Hariri traded blame for the failure with Aoun. Aoun’s political adversaries have accused him and his political party, the Free Patriotic Movement, of seeking effective veto power in the new government by demanding a third of the seats. Aoun has denied this repeatedly. Mikati said there was no blocking third in the government line-up.

Tearful Miqati Vows Efforts to Halt Country's Economic Collapse
Associated Press/Agence France Presse/September 10/2021
Lebanon's new Prime Minister Najib Miqati pledged Friday to do everything in his power to halt the country's dramatic economic collapse, urging fractious politicians to work together after a new government was announced -- the first in over a year. Holding back tears, Miqati, one of the richest men in the country, spoke about Lebanese mothers who cannot feed their children, and students whose parents can no longer afford to send them to school. "The situation is difficult but not impossible to deal with if we cooperate," Miqati told reporters at the presidential palace, where the new government was announced. The agreement breaks a 13-month deadlock that saw the country slide deeper into financial chaos and poverty over the past year. Mikati, a businessman tycoon from the northern city of Tripoli, was tasked with forming a new government in July. He is widely considered to be part of the same political class that brought the country to bankruptcy. He served as prime minister in 2005 and from 2011 to 2013. "I hope we can fulfill people's aspirations and at least stop the collapse," he said Friday. He said the government will launch a rescue plan for the country. "We will make use of every second to call international bodies and ensure the basic everyday life needs," he said, adding his government would also turn to Arab countries for help.

Mikati says will communicate with all Arab leaders
NNA/September 10/2021
Prime Minister Najib Mikati said on Friday that he will communicate with all Arab leaders, stressing that he will ask for the support of the Gulf Cooperation Council. "We can't but be on excellent terms with the Arab states," Mikati told Saudi Arabia's al-Sharq News Channel. "I will communicate with all of the Arab states' presidents, and I will demand help to curb the meltdown of Lebanon, which can never be detached from its Arab surrounding," he underlined. He also revealed that contacts with the International Monetary Fund would kick off as of next week, adding that foreign talks will intensify after the government gains the Parliament's vote of confidence. Moreover, Mikati vowed to redress the ailing livelihood situation. "Contacts have already started in that respect," he said. "We will solve the crises in the nearest time possible." On the government lineup, he indicated that no party holds a veto power inside the Cabinet. "Our goal is to rescue, build, and cooperate together," he stressed.

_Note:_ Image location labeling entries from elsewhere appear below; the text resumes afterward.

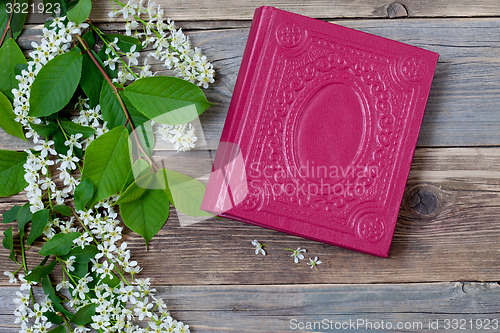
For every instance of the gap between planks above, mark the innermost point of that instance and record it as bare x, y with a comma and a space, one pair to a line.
214, 10
257, 308
465, 96
452, 236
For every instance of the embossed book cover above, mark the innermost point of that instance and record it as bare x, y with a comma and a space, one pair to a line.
321, 131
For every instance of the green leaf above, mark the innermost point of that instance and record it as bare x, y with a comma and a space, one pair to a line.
147, 214
125, 43
58, 329
139, 169
91, 81
80, 12
107, 163
167, 100
23, 216
84, 315
185, 193
7, 118
135, 190
40, 271
48, 289
53, 317
45, 130
59, 245
38, 223
111, 109
18, 17
12, 172
8, 243
17, 22
10, 56
146, 137
83, 193
63, 210
80, 269
11, 215
137, 117
55, 84
73, 128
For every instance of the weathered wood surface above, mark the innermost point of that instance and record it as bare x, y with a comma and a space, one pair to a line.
279, 308
448, 230
465, 96
193, 10
449, 222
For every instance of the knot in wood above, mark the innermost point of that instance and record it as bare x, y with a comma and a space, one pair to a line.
424, 202
396, 10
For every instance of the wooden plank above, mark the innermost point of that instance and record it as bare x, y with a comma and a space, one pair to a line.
465, 96
282, 308
448, 230
193, 10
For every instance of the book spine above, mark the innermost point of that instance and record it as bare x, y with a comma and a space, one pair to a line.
245, 74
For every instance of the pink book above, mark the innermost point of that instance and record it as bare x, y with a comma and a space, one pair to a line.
320, 132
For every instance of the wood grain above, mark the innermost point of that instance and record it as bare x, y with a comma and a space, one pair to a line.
193, 10
465, 96
279, 308
448, 230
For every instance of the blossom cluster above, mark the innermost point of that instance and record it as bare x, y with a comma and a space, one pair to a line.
182, 136
118, 307
171, 46
297, 254
56, 39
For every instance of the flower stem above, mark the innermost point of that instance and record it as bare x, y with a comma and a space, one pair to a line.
21, 238
7, 27
115, 91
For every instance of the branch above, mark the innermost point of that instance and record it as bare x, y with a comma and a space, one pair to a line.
117, 94
7, 27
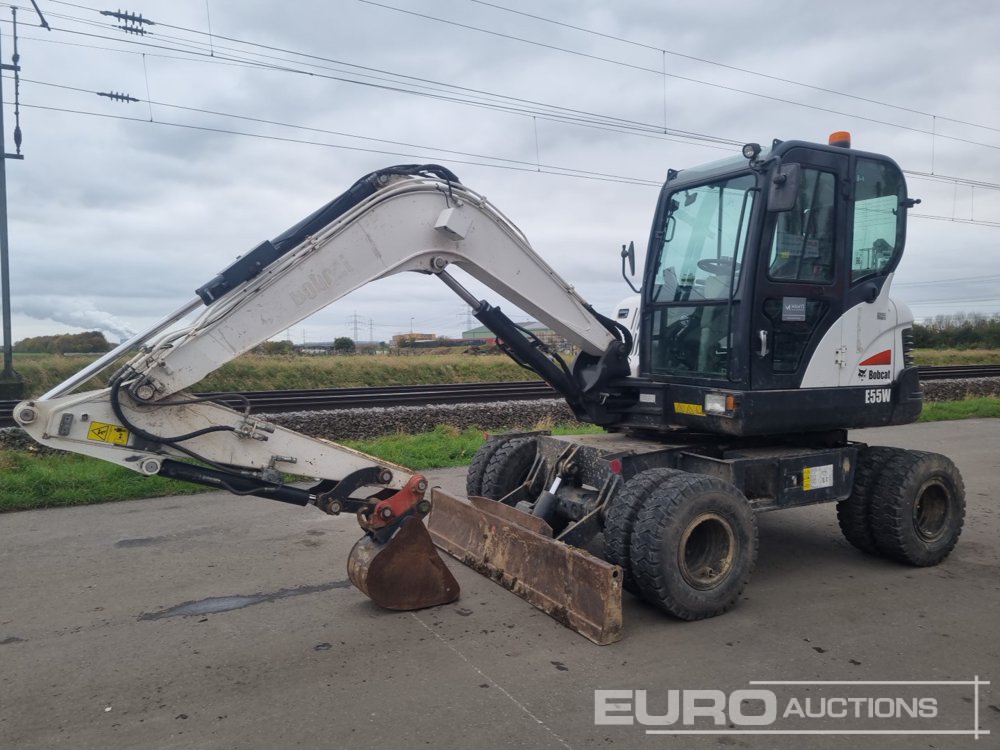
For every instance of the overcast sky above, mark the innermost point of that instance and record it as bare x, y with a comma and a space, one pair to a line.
252, 114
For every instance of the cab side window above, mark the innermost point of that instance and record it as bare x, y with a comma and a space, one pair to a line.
803, 247
879, 192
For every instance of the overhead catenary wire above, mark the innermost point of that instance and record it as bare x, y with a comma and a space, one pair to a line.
656, 71
550, 168
756, 94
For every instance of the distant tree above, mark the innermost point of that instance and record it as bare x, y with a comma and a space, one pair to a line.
64, 343
275, 347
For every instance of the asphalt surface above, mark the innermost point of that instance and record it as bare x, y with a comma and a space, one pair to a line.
218, 621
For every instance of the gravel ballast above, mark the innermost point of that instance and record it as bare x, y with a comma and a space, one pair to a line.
361, 424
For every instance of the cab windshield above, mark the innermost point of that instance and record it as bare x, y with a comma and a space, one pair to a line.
704, 238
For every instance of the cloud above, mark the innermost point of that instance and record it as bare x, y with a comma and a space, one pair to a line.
79, 313
125, 218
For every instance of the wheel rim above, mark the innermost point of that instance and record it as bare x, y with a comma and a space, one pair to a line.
707, 551
931, 511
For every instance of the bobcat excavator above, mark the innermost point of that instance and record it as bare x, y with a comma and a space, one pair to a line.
764, 331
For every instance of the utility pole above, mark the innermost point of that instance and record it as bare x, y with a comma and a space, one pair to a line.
11, 384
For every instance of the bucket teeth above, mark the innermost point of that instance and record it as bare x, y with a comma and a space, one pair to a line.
511, 548
403, 573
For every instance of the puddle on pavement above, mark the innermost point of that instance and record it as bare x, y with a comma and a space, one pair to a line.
216, 604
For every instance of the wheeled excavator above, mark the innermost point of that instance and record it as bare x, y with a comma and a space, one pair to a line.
762, 332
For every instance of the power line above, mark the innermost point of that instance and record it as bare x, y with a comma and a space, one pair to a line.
643, 68
544, 169
736, 68
568, 51
552, 113
527, 166
939, 282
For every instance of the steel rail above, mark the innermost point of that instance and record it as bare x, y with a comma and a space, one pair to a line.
328, 399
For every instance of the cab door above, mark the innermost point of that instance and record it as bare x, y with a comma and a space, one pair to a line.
799, 290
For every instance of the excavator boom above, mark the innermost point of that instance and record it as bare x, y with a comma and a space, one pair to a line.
400, 219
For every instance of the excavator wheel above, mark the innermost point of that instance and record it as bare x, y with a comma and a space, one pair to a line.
508, 467
404, 573
477, 467
918, 508
854, 512
620, 520
694, 546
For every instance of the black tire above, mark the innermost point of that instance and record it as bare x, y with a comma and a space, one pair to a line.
854, 512
474, 478
694, 546
620, 520
508, 467
918, 508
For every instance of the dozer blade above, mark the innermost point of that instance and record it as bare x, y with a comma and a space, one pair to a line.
517, 551
404, 573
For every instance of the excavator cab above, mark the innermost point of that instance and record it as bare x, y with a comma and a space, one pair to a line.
765, 330
766, 289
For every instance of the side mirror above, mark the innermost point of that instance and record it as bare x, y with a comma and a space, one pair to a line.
784, 187
628, 255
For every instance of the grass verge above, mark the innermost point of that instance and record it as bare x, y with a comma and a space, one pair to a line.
30, 480
970, 408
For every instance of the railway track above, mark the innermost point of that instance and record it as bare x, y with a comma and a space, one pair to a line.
459, 393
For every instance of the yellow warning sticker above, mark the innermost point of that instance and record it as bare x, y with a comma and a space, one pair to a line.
107, 433
817, 477
695, 409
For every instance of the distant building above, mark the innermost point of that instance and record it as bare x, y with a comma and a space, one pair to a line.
542, 331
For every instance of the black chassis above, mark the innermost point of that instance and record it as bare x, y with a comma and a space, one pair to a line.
773, 473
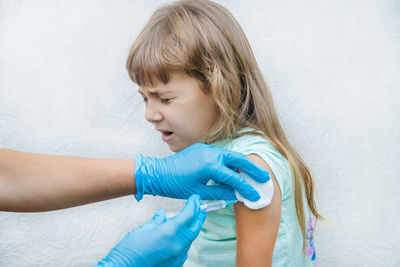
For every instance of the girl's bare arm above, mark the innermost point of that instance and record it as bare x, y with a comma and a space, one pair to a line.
257, 230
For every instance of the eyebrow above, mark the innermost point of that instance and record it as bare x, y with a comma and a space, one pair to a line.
155, 93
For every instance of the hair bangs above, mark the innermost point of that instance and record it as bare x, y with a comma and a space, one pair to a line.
155, 53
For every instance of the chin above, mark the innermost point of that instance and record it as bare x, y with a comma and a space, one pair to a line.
177, 148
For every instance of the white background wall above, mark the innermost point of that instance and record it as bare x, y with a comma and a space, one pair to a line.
333, 68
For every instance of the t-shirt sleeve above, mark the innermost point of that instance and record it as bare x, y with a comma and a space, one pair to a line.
253, 144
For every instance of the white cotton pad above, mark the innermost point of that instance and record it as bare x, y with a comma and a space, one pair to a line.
266, 191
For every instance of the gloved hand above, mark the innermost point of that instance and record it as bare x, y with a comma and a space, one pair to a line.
160, 242
188, 171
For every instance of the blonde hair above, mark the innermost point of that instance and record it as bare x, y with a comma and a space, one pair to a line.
203, 39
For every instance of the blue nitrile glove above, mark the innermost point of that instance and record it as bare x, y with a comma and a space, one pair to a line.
188, 171
160, 242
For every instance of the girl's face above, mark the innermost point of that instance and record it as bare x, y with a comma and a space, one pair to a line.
180, 110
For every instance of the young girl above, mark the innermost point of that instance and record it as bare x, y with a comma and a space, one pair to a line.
201, 83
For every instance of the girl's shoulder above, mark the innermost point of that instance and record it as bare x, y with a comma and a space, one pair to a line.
252, 143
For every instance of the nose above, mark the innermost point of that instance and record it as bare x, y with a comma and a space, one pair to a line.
152, 113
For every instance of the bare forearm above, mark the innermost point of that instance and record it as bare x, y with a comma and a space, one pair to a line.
34, 182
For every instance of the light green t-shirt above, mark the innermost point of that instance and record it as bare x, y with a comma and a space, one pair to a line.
216, 243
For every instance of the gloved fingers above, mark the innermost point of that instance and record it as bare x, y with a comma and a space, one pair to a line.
220, 191
236, 160
234, 179
159, 217
186, 215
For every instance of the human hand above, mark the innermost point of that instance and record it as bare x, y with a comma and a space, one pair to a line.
160, 242
188, 171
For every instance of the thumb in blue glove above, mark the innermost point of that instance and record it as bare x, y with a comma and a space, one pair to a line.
188, 171
160, 242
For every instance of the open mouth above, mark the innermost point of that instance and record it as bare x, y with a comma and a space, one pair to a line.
167, 133
167, 136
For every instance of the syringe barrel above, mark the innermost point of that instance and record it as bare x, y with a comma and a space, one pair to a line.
213, 205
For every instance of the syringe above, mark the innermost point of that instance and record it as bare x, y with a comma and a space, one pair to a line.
209, 206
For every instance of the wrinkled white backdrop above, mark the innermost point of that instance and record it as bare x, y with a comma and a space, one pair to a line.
333, 68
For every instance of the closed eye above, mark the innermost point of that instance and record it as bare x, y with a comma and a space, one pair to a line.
165, 100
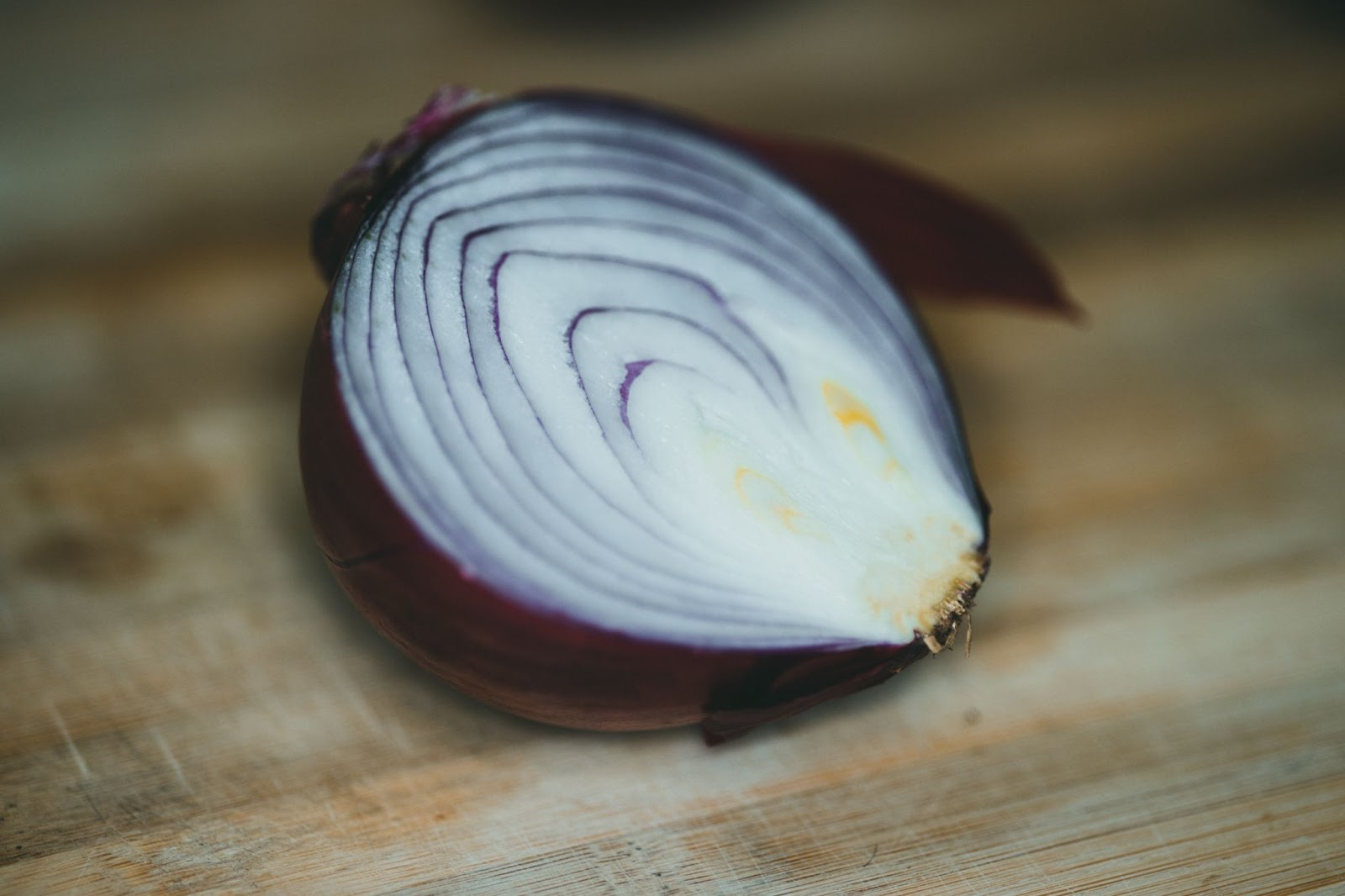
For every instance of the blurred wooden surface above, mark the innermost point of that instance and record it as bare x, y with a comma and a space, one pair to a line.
1156, 701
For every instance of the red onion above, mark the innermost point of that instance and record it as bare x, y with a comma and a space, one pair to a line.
616, 420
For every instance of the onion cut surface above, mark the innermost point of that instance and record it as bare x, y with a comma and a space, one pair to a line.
600, 394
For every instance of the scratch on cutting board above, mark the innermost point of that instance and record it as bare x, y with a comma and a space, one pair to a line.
172, 761
71, 743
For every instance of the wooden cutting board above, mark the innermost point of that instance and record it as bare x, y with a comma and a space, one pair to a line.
1156, 698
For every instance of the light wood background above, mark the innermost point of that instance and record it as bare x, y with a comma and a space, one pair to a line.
1156, 700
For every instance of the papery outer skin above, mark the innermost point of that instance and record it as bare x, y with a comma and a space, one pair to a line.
541, 667
535, 665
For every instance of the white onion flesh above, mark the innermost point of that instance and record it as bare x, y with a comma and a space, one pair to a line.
620, 372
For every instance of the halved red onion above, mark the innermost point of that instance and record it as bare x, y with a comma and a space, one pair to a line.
612, 425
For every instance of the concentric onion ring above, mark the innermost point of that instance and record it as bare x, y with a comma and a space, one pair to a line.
607, 383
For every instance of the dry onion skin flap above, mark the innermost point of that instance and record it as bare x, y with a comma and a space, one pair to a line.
616, 420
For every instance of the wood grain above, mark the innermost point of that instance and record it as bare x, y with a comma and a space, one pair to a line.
1154, 700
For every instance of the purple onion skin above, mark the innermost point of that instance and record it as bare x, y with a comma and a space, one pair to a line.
553, 669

Diab receives phone call from Aoun and Mikati
NNA/September 10/2021
Former Prime Minister Hassan Diab received Friday a phone call from President Michel Aoun, who thanked him for his cooperation throughout his premiership.
He was also contacted by Premier Najib Mikati, who hailed his predecessor's efforts.

Rahi hopes new government will enact reforms
NNA/September 10/2021
Maronite Patriarch Cardinal Beshara Rahi on Friday hoped that the newly-formed government will succeed in rescuing the country and enact the needed reforms.
Speaking from Budapest, the prelate congratulated President Michel Aoun, Prime Minister Najib Mikati, and the appointed ministers on the formation of the new government.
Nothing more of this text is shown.